O deputado federal Rodrigo Rollemberg (PSB-DF) recorreu ao Supremo Tribunal Federal (STF) para tentar obrigar a Câmara dos Deputados a instalar uma Comissão Parlamentar de Inquérito (CPI) destinada a investigar supostas irregularidades envolvendo o Banco Master e o Banco de Brasília (BRB).
Na última segunda-feira (9), o parlamentar protocolou um mandado de segurança contra o presidente da Câmara, Hugo Motta, apontando suposta omissão no andamento do pedido de investigação.
A ação questiona a falta de tramitação do Requerimento de CPI nº 1/2026, apresentado em 2 de fevereiro com 201 assinaturas de deputados, um número acima do mínimo exigido pela Constituição para a criação de uma comissão desse tipo.
De acordo com Rollemberg, o pedido também atende aos demais critérios constitucionais, como a indicação de um fato específico a ser investigado e a definição de prazo de funcionamento, fixado em 120 dias.
Segundo o deputado, mais de um mês após a apresentação do requerimento, o documento ainda não foi lido em plenário e tampouco aparece em tramitação nos registros da Câmara. Em declarações à imprensa, Hugo Motta afirmou que a abertura da CPI estaria impedida pela existência de uma fila de solicitações anteriores.

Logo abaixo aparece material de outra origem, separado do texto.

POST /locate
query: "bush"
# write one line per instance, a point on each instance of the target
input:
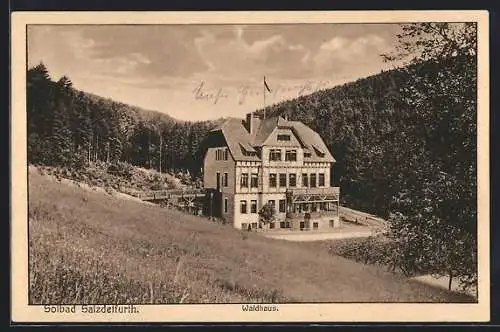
(121, 169)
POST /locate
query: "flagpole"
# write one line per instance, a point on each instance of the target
(264, 90)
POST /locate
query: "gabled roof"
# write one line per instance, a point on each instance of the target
(235, 134)
(239, 139)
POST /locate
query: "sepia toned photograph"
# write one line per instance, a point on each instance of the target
(251, 164)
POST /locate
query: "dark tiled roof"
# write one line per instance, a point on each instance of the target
(239, 139)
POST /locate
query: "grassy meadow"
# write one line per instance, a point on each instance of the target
(88, 247)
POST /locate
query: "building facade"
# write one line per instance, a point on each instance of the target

Para Rollemberg, no entanto, essa justificativa não encontra respaldo no regimento interno da Casa. Ele argumenta que a norma apenas limita a cinco o número de CPIs funcionando simultaneamente e que, atualmente, nenhuma comissão desse tipo está em atividade.
“A omissão impede o exercício de um direito constitucional das minorias parlamentares. Não se pode permitir que o presidente de uma Casa Legislativa silencie o instrumento constitucional mais poderoso de controle parlamentar”, afirmou o deputado.
A proposta de investigação pretende apurar possíveis irregularidades na relação entre o Banco Master e o BRB. O caso ganhou maior repercussão após o Banco Central do Brasil determinar, em novembro de 2025, a liquidação extrajudicial do Banco Master e de outras nove instituições financeiras ligadas ao mesmo grupo.
No pedido apresentado ao STF, Rollemberg solicita que a Corte conceda uma liminar determinando a instalação imediata da CPI, antes mesmo de manifestação da presidência da Câmara. O parlamentar sustenta que a gravidade das suspeitas e o possível impacto sobre recursos públicos justificam a adoção de uma medida urgente.